How devastating.  My thoughts are with all those involved.


----------



## putasocinit (13 October 2013)

General point made as speed is usually a factor, so sad for those involved


----------



## JillA (13 October 2013)

Just unbelievably tragic, to any horse but especially after such a high point.


----------



## Kokopelli (13 October 2013)

The weather was horrific around there today, the amount of standing water on the motorway was so dangerous even going slow it was an absolute death trap. 

My thoughts are with those concerned.


----------



## kat2290 (13 October 2013)

How awful  Life is so fragile 

RIP Stevey's Lad


----------



## lhotse (13 October 2013)

This has been posted on fb
' The car in front of the lorry was my parents who saw the whole thing and stopped to help. The small 3.5 tonne horse box started to breakdown and was trying to get onto the hard shoulder. The lorry behind went into the rear drivers side of the small lorry. The horse in the first lorry was killed instantly. There was a horse and a pony in the lorry behind, one of which was cast and my dad got it up and kept them both calm until the vet got there. They were taken to Bushy with cuts and scrapes which are not believed to be life threatening. One of the passengers in the first lorry had to be cut out of it but I dont believe there were any injuries, all very shocked though. It apparently happened very quickly in very bad conditions. A horrific accident and my family's thoughts are will all involved.'

Horrendous accident for all involved.


----------



## SadKen (13 October 2013)

Tragic news. Thoughts with everyone involved.


----------



## Dizzydancer (13 October 2013)

Just posted about this in comp room. 
So incredibly sad for all involved rip Stevey's lad you went out on a high i really hope you didn't suffer x


----------



## starryeyed (13 October 2013)

Absolutely tragic news, my thoughts go out to all involved.

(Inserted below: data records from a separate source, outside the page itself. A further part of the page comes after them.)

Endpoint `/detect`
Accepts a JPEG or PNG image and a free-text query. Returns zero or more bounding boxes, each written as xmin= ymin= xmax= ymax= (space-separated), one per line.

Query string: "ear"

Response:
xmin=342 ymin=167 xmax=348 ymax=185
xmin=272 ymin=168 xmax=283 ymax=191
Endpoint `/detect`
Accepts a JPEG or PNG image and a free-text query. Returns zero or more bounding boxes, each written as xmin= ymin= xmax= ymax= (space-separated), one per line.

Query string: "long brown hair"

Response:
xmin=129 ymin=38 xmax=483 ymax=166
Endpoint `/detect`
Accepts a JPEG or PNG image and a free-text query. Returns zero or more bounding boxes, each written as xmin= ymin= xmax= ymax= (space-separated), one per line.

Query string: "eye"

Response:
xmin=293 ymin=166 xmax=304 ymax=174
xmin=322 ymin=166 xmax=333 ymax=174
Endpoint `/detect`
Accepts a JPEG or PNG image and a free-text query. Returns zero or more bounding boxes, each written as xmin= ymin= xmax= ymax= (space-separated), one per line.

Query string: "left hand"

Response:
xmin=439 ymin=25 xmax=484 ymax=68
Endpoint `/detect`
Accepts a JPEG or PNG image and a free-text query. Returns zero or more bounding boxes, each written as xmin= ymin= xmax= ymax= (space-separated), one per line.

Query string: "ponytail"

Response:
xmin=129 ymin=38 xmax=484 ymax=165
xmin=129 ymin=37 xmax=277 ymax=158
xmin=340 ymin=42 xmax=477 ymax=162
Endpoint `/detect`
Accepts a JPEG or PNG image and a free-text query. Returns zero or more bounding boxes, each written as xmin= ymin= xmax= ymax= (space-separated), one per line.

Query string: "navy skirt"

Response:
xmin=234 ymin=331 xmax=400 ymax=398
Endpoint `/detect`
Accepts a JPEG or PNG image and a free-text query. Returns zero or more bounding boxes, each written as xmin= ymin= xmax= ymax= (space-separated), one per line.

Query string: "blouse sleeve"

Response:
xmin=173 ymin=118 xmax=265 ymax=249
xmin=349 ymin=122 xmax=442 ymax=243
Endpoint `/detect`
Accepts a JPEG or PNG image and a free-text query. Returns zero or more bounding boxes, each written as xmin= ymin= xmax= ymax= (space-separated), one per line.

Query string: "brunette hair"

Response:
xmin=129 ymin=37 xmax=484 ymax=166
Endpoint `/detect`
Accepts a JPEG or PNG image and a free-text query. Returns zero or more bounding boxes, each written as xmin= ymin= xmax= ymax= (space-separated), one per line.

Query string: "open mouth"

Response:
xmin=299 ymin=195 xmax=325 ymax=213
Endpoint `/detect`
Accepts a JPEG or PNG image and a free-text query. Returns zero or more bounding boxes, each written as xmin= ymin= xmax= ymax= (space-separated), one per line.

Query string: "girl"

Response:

Just heartbreaking. Rest in peace Stevey's Lad x


----------



## MungoMadness (13 October 2013)

putasocinit said:



			General point made as speed is usually a factor, so sad for those involved
		
Click to expand...

Sorry this made me chuckle, yes speed is always a factor, it's fairly hard to have an accident at a standstill!


----------



## fatponee (13 October 2013)

So heartbreaking


----------



## Fools Motto (13 October 2013)

MungoMadness said:



			Sorry this made me chuckle, yes speed is always a factor, it's fairly hard to have an accident at a standstill!
		
Click to expand...

YOU may at at a standstill, but others may not. 
Very sad news, and hope all can recover from their frightening ordeal. Poor horse, hope it was quick for him.


----------



## xgemmax (13 October 2013)

Saw this on facebook, devastating


----------



## Hoof_Prints (13 October 2013)

How tragic  can't imagine what they are going through

RIP x


----------



## ralph and maverick (13 October 2013)

Oh that is just dreadful, my thoughts are with all involved.
RIP Steveys lad.


----------



## MochaDun (13 October 2013)

Just been looking at his pictures on his owner's page, I didn't know of him - RIP beautiful chap   Hope all human injuries are minor too, the horror of it all will take longer to overcome, poor people, sounds like a tragic accident.  That stretch of the motorway is bad in OK conditions, let alone the horrendous rain we've had today.  Just two weeks ago a huge lorry (not horses) overturned and went through the crash barrier going in the same direction between those two motorway junctions.


----------



## smellsofhorse (13 October 2013)

I've just read the up date.

So sad.

My thoughts and prayers are with the owner, the other passengers and obviously the surviving horses.


----------



## babymare (13 October 2013)

Just tragic. my thoughts are with all concerned x


----------



## Pigeon (13 October 2013)

Oh god how heartbreaking  Hope the drivers and other two horses are all okay, and RIP poor, beautiful Stevey's Lad


----------



## Caledonia (13 October 2013)

MungoMadness said:



			Sorry this made me chuckle, yes speed is always a factor, it's fairly hard to have an accident at a standstill!
		
Click to expand...

You *chuckled* ??? 

Horrible horrible loss for the people concerned. thoughts to everyone involved.


----------



## MungoMadness (13 October 2013)

Caledonia said:



			You *chuckled* ??? 

Horrible horrible loss for the people concerned. thoughts to everyone involved.
		
Click to expand...

At the comment saying speed is generally involved in accidents, not at the topic!!! It's horrible and absolutely heart breaking for all concerned.


----------



## The wife (13 October 2013)

Very very sad, especially after what would have been such a euphoric day.  My thoughts will be with everyone concerned this evening, I doubt I'll sleep thinking of it.  I've also heard there was a crash on the M6 also involving another horsebox, how true this is I do not know. RIP Steveys lad and I wish a speedy recovery to injured parties


----------



## cally6008 (13 October 2013)

The M6 crash is from august 2012
People are sharing the link on facebook thinking it is todays accident


----------



## The wife (13 October 2013)

I see, see its the joys of Facebook. Spreading Chinese whispers and causing concern since 2005.


----------



## EllenJay (14 October 2013)

The wife said:



			I see, see its the joys of Facebook. Spreading Chinese whispers and causing concern since 2005.
		
Click to expand...

Don't think so - this poor horse was placed 9th yesterday in his class!  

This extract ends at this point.